As a remote worker and a Product Manager for an Enterprise Content Reporting application, I’ve learned a few things about the challenges and opportunities of working in a distributed team.
However, rather than focus on the usual issues of communication, culture building and conflict, for this blog I wanted to get a little closer to the runway and talk about some specific issues that we at Gavurin have both grappled with as a team, and worked on together to build solutions for our clients. Here are my 5 everyday challenges of working in a distributed team, broken down into 2 separate blog posts:
I wish you’d told me you were working on that!
If you’re part of a remote team, I’ll wager that you’ve encountered the frustration of realising that a team member has been covering the same ground as you, or perhaps you’ve missed a great opportunity to collaborate with someone because of a lack of clarity and co-ordination between team members.
Transparency takes on extra significance when you can’t simply wander over to your colleague’s desk to see what they’re up to, or chat about upcoming deliverables whilst the kettle boils.

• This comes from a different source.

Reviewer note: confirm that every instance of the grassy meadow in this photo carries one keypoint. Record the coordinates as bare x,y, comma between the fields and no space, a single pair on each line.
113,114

At Gavurin, we tackle this by using strict operational meetings throughout every level in the team. Developers and Data Analysts have their ‘stand ups’, our product teams have regular sprint demos and meetings and, as a management team, we also gather at least once a week to take the pulse of the team’s activity as this helps identify how we can support each other to meet the organisation’s goals.
In PoweredBI, our Enterprise Reporting Platform, any team member can view the content that their fellow analysts and authors are working on. They can even pick it up and use it in their own reports – which helps the whole team focus on delivering their content, and helps encourage cross-pollination across the team.
But I thought you were doing that?
How many hours are lost in your team to unclear expectations? This is a frequent source of misalignment at the best of times but, when you take co-location out of the equation, the situation can get much worse.
Often, there is an aversion to too much process, particularly in small teams, and even more in the technology industry, where books like The Lean Start Up and The Hard Thing About Hard Things have stressed the need for teams to remain agile, lean and responsive to change. However, that doesn’t mean teams shouldn’t plan. It means teams must constantly plan – a task which gets ever more difficult when the team is distributed.
Having crystal clear expectations between team members, enforced by a well-designed process avoids these frustrations. For example, PoweredBI allows teams to configure their custom production process within the app, so team members are always able to answer the key question of “what am I responsible for doing?”